Note the second argument to listResources: type is a filter. type: "http" returns HTTP endpoints; type: "mcp" returns discoverable MCP tools. The catalog is not just REST endpoints — it is the substrate for an agent to find other agents' tools too.

Trust, ranking, and where it cracks

Discovery without trust is a spam magnet. The Bazaar leans on the one thing it has that a plain registry does not: settlement history. Search ranking blends retrieval relevance with objective quality signals — buyer reach, transaction volume, recency, metadata quality — and those metrics are recomputed on a six-hour schedule. An endpoint that many distinct agents actually pay for ranks above one that merely exists. On-chain payment becomes a Sybil-resistant reputation signal, because faking it costs real USDC.

That is a genuinely nice property, and it is also where the honesty has to come in. The ranking is CDP's, computed inside CDP's facilitator, over CDP-settled payments. The Bazaar today is a Coinbase product, not a neutral protocol layer. The EXTENSION-RESPONSES gap in issue 2112 is a reminder that the operational surface is young. And the 30-day activity cutoff plus six-hour ranking lag mean the catalog is a moving, opinionated view, not a durable ledger. For a settlement-grade trust layer you want something closer to ERC-8004's on-chain reputation registry. The Bazaar is the fast, useful, centralized version of that idea — excellent for finding endpoints today, not the thing you anchor long-term identity to.

What it means for LLM4Agents

Our stack already has the two neighbors of discovery. The gateway is an x402-priced, OpenAI-compatible surface — a payable endpoint. Our MCP server exposes tools an agent can call. The Bazaar sits exactly between them: it is how an agent that has never heard of us could discover the gateway, read its price and schema, and start paying — with no onboarding, no key issuance, no human in the loop.

That is a distribution channel we do not control but should be present in. If autonomous buyers increasingly start from a discovery query rather than a hardcoded base URL, then not being in the index means not being reachable by the fastest-growing class of customer. The flip side is a threat model: a discovery layer that ranks by settlement volume rewards whoever settles the most through a single facilitator, which is a soft centralizing pressure toward CDP. LLM4Agents settles across multiple chains and rails; we should make sure our discoverability never depends on routing all settlement through one party's facilitator.

Staying on the frontier

Concrete moves, in order.

First, get indexed. Attach declareDiscoveryExtension() to the priced gateway routes and the MCP tools, seed each with one real settlement, and confirm the EXTENSION-RESPONSES status comes back processing. If it silently fails — the issue-2112 case — file against it and keep the receipts, because being in the catalog is table stakes.

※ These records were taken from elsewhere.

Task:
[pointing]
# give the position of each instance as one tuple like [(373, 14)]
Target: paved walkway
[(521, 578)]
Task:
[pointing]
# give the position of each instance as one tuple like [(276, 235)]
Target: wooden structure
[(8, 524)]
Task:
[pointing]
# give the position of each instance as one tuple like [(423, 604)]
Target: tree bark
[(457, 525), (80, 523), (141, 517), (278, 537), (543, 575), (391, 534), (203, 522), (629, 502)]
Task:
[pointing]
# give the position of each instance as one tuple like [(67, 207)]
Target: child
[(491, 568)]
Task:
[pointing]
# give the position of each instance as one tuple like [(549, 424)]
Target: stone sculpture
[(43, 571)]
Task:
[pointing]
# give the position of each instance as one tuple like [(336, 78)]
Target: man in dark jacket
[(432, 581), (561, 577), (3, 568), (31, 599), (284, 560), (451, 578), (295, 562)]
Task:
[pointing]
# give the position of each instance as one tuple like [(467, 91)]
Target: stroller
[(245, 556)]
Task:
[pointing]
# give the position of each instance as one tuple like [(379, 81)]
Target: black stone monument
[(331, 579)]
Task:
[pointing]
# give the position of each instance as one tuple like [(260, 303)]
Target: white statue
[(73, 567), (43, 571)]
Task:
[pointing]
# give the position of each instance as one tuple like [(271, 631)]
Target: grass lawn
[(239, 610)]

Second, publish honest schemas. The ranking rewards metadata quality and the validator rejects lies. Declare the real input and output schemas for every discoverable route so an agent that finds us can call us correctly on the first try. A clean schema is a conversion optimization for machine buyers.

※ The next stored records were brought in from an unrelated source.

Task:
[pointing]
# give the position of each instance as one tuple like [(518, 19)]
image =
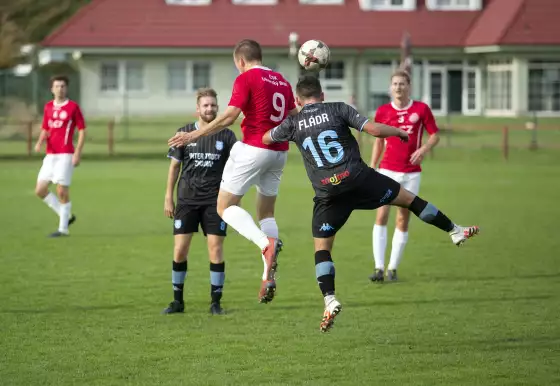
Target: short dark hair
[(204, 92), (249, 50), (60, 78), (401, 73), (308, 87)]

Third, run a buyer-side Bazaar client, not just a seller listing. The same discovery index lets our own agents find third-party tools to compose. Wire withBazaar() and proxy_tool_call into the agent runtime so a fleet can discover-and-pay for capabilities we do not host, priced per call in stablecoins.

Fourth, do not let discovery become lock-in. Treat the CDP Bazaar as one index among several. Keep our own canonical, self-hosted catalog of what we sell, mirror into CDP for reach, and track ERC-8004 so that when a neutral, on-chain discovery-and-reputation layer matures, our identity and history port to it instead of being trapped in one facilitator's ranking.